Relationship between the TLR9.rs352140 (G2848A) genotype and the HCV-specific IFN-γ ELISpot response
There was no relationship between the outcome of the HCV-specific CMI response and the TLR9.rs352140 (G2848A) genotype among the 258 HCWs subjects with valid CMI responses and TLR9.rs352140 genotyping tests (p= 0.356). Also, there was no significant difference (p= 0.299) in the proportion of the GG genotype in responding (46.4 %) and in the non-responding seronegative aviraemic subjects (31.4 %; Table 3).
The average totals (±SEM) of IFN-γ responses measured in SFC per million PBMCs in the responding total subjects were 587±176, 390±85, and 327±45, among those with the TLR9.rs352140 GG (n=24), GA (n=23) and AA (n=10) genotypes, respectively. On the other hand, among the non-responding subjects, the average totals (±SEM) of IFN-γ SFC per million PBMCs in the total subjects were 30±6, 31±6, and 26±7, among those with the TLR9.rs352140 (G2848A) GG (n=66), GA (n=86) and AA (n=49) genotypes, respectively. There was no significant difference between the responders of the total subjects with the TLR9.rs352140 genotypes (p =0.652; Figure 3A).
For the seronegative, aviraemic subjects, the average totals of HCV-specific IFN-γ SFC/106 PBMCs (±SEM) of theresponding subjects was 672±278.8, 307±86, and 357±68, among those with the TLR9.rs352140 GG (n=13), GA (n=10) and AA (n=5) genotypes, respectively. Differences were not statistically significant (p =0.594). On the other hand, the average totals of IFN-γ SFC/106 PBMCs (±SEM) among the non-responding seronegative, aviraemic subjects were 23±7, 31±8, and 17±5, among those with the TLR9.rs352140 GG (n=33), GA (n=43) and AA (n=29) genotypes, respectively (Figure 3B).
For seronegative, viraemic subjects, the average totals of HCV-specific IFN-γ SFC/106 PBMCs (±SEM) of the responding subjects were 214±24.2, and 853±689, among those with the TLR9.rs352140 GG (n=2) and GA (n=2) genotypes, respectively. There were no responding subjects with the AA genotype. Differences were not statistically significant (p =1.000). On the other hand, the average totals of IFN-γ SFC/106 PBMCs (±SEM) were 12±2.22, 30±10.4, and 60±47.6, among the non-responding seronegative , viraemic subjects with the TLR9.rs352140 (G2848A) GG (n=3), GA (n=9) and AA (n=4) genotypes, respectively (Figure 3C).

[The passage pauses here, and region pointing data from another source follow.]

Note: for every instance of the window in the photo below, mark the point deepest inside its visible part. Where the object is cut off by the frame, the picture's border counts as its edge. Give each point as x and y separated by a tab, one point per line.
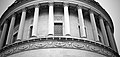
30	33
58	29
100	38
14	37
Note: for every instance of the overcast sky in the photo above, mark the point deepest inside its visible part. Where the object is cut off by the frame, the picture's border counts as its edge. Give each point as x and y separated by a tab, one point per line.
111	6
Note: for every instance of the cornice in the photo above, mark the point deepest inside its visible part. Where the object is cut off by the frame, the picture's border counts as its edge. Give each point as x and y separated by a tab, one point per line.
92	3
57	42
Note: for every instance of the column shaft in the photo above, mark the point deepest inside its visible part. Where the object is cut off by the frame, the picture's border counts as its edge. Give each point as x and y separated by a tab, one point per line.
21	26
111	38
10	32
81	22
2	39
105	38
94	27
66	20
51	20
35	21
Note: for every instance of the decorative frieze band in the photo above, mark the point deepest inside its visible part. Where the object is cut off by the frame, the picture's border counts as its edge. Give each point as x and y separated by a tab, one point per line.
55	43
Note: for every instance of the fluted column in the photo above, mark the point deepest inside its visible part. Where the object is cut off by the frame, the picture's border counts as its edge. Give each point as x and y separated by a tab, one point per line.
66	20
21	26
111	38
105	38
10	32
81	22
94	27
2	39
51	20
35	21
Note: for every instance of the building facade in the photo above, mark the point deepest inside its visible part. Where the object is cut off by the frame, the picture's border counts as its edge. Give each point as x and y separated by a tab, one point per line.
56	28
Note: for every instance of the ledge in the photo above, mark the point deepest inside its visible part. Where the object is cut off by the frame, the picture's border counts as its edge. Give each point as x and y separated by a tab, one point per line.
18	3
57	42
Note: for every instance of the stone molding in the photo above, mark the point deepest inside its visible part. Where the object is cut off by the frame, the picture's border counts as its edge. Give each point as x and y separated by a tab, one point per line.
57	42
90	4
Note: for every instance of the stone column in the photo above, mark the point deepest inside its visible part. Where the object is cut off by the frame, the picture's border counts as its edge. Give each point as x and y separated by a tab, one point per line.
35	21
94	27
81	22
10	32
66	20
102	26
111	38
2	38
51	20
21	26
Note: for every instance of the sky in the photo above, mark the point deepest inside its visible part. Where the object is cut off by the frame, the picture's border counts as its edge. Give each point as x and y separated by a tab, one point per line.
111	6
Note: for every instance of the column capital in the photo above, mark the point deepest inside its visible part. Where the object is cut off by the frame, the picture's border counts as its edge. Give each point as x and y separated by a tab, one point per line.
79	7
37	5
24	9
66	4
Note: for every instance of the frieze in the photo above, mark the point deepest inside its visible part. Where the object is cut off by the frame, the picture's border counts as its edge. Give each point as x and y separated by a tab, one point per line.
48	43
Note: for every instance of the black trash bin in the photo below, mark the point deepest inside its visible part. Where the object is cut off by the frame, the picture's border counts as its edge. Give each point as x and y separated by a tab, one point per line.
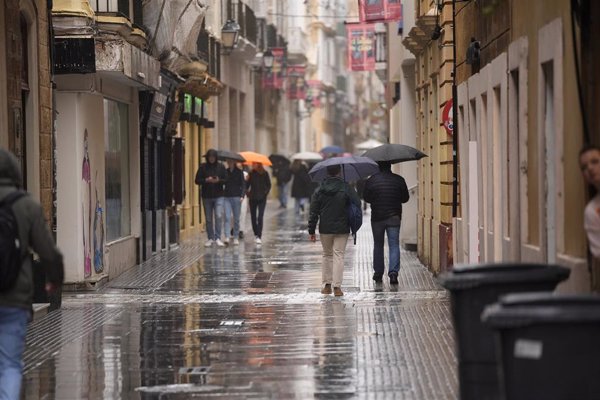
472	287
549	345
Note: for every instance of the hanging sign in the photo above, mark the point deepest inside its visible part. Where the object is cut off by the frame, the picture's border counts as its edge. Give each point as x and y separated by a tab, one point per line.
274	77
296	84
361	47
379	10
447	114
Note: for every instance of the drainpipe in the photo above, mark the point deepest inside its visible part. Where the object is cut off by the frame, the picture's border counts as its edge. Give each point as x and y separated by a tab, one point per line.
454	118
49	5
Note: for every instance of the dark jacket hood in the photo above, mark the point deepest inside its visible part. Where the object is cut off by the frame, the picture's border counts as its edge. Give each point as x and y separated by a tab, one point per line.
10	170
332	185
211	152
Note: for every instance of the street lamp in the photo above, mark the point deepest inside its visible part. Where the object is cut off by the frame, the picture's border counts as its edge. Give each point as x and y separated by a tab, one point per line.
230	34
268	59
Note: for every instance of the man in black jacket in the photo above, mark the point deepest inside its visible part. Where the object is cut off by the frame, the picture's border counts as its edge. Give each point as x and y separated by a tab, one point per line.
386	192
235	187
328	208
16	301
211	177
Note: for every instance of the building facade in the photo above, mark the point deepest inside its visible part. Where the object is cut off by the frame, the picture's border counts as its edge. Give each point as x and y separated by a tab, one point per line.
520	129
26	95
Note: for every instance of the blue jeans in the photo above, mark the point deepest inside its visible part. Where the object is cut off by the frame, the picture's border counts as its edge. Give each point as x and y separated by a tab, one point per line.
233	206
213	226
257	213
300	201
282	192
13	328
391	226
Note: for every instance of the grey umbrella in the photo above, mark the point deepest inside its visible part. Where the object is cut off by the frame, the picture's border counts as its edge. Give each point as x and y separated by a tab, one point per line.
394	153
353	168
229	155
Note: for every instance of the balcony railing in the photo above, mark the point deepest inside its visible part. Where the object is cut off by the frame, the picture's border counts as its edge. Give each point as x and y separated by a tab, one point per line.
120	7
245	17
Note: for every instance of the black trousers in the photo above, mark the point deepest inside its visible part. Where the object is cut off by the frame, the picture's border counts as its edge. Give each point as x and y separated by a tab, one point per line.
257	213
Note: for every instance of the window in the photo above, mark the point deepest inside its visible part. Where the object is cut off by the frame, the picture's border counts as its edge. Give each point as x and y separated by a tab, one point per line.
116	142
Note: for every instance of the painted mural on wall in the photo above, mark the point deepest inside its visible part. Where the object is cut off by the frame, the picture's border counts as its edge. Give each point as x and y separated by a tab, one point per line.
86	206
93	232
98	236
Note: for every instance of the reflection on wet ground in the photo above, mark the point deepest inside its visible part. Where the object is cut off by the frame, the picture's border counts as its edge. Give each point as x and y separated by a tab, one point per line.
248	322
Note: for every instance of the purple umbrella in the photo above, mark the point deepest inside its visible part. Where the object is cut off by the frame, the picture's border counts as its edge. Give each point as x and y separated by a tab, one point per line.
353	168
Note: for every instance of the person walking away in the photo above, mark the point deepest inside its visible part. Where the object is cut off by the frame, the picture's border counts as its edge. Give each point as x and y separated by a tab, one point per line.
301	185
589	162
30	231
259	186
386	192
210	177
235	186
283	175
245	205
328	208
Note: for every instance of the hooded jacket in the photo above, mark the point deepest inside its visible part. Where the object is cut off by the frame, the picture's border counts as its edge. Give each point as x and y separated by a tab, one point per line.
328	206
386	192
259	185
33	234
216	169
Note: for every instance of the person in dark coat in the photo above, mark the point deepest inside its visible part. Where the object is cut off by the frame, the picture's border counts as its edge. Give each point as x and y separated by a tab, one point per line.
329	207
259	186
235	188
211	177
386	192
302	185
17	299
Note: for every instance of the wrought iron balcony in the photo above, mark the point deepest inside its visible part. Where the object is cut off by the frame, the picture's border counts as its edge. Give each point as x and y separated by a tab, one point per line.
119	7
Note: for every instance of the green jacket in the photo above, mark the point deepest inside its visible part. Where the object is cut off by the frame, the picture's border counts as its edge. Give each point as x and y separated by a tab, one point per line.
328	207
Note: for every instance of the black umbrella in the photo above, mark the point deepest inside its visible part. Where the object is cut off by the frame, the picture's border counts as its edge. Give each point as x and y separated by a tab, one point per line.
353	168
394	153
278	160
229	155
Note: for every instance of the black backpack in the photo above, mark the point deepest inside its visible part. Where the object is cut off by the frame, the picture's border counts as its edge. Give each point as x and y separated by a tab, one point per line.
10	245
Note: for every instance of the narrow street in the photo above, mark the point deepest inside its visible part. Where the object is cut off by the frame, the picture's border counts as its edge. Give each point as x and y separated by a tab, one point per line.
248	322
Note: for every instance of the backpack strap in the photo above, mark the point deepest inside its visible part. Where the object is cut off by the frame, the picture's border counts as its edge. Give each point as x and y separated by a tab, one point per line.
12	197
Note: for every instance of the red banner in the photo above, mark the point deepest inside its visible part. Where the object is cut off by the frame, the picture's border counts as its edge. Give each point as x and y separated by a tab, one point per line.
296	83
314	93
274	77
379	10
361	47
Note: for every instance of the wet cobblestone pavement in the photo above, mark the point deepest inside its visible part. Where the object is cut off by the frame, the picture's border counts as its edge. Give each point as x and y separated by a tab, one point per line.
248	322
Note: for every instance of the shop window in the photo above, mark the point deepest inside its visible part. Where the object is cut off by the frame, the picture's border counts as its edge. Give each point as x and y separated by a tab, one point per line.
116	142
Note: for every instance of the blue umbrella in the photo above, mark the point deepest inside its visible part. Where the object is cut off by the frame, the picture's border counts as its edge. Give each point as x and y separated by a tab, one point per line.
353	168
332	150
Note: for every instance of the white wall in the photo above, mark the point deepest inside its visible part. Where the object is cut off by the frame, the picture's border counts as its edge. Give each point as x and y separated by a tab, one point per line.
76	113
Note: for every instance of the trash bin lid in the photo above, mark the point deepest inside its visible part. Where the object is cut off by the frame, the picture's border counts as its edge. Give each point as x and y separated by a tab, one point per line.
524	309
471	276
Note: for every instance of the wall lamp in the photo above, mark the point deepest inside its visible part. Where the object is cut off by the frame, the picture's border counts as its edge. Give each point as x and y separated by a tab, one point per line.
230	34
268	59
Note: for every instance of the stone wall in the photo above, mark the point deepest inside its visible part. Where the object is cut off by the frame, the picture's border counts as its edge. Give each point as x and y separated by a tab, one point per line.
43	112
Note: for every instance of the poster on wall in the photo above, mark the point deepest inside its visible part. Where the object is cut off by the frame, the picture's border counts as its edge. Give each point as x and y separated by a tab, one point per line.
361	47
314	93
274	77
379	10
296	83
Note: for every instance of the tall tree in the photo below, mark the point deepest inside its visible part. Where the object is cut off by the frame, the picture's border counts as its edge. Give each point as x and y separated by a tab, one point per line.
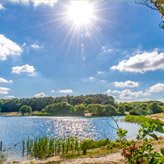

For spontaneously resolved subjects , the average totals of HCV-specific IFN-γ SFC/106 PBMCs (±SEM) of theresponding subjects were 244±48.2, and 619±301, among those with the TLR9.rs352140 GG (n=3) and GA (n=4) genotypes, respectively. There were no responding subjects with the AA genotype. Differences were not statistically significant (p =1.000). On the other hand, the average totals of IFN-γ SFC/106 PBMCs (±SEM) were 26±14.1, 60±26.9, and 10±10, among the non-responding spontaneously resolved subjects with the TLR9.rs352140 GG (n=11), GA (n=10) and AA (n=7) genotypes, respectively (Figure 3D).
For chronic HCV patients , the average totals of HCV-specific IFN-γ SFC/106 PBMCs (±SEM) of the responding subjects were 698±357.2, 245±51.5, and 296±57.8, among those with the TLR9.rs352140 GG (n=6), GA (n=7) and AA (n=5) genotypes, respectively. Differences were not statistically significant (p =0.775). On the other hand, the average totals of IFN-γ SFC/106 PBMCs (±SEM) of non-responding chronic HCV subjects were 46±13.8, 18±7.9, and 50.9±23.1, among those with the TLR9.rs352140 GG (n=19), GA (n=24) and AA (n=9) genotypes, respectively (Figure 3E).